Runestad teaches students during a clinic alongside Director of Music and Vocal Studies Anthony Bernarducci. (All photos credit: Morgan Oliver)

Years ago, Runestad wrote a work with texts by Humberto Ak’abal, a Guatemalan poet who died in 2019. During that process, he visited Guatemala to meet with Ak’abal and his family. Now, Runestad is friends with Ak’abal’s widow. He also met his eventual partner there and splits his time in Guatemala and Minnesota.

“‘El Aire Baila’ is an homage to the joy found in imagination and creativity,” he said. “Humberto Ak’abal believed so strongly in the power of reading, what it can do for our imaginations, and the doors it can open. I hoped to capture his own creative spirit and that of the beautiful Guatemalan culture.”

Student feedback

To prepare for the piece’s premiere to the Clemson community, Runestad taught alongside Bernarducci for two festive and personable clinics. More than 50 students attended a question-and-answer session to pick Runestad’s brain about his creative process. He encouraged students to be open-minded about career opportunities.

“What you put into education is what you’ll get out of it.
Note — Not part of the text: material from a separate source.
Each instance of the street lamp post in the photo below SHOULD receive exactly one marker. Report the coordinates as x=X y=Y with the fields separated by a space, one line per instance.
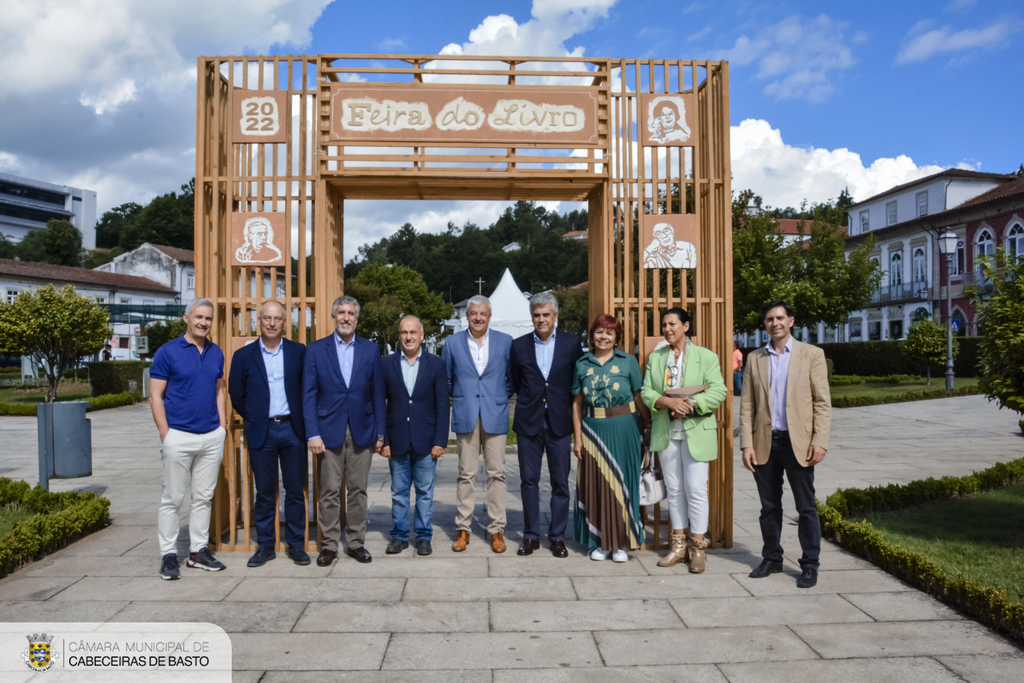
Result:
x=947 y=247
You have to invest in your own educational experience,” he told students. “If you want to learn more about something, you’ve got to speak out about it.”

Junior performing arts voice major Kaleigh Stagich said Runestad’s words clicked with her.

“Jake explained his journey from being an undergraduate music education major to a full-time composer and how that wouldn’t have happened if he hadn’t acted on specific opportunities,” she said. “As an aspiring music educator mastering my performance skills, this story resonated with me because I have various interests in the music field and hope to act on opportunities as they come.”

Caroline Jeffries, a first-year graduate student active in Cantorei, called the visit the “highlight of my semester.” Going beyond score notes and learning more about Runestad’s vision made it an unforgettable experience.

“It was incredibly special to have Jake with us before our concert to give feedback and guidance on his vision for the piece,” she said. “Jake often emphasized that what you give is what you will get out of it, and we really got to see that in action while performing his pieces. His works are often quite challenging, and seeing the hard work we put into bringing ‘El Aire Balla’ to life was so rewarding!”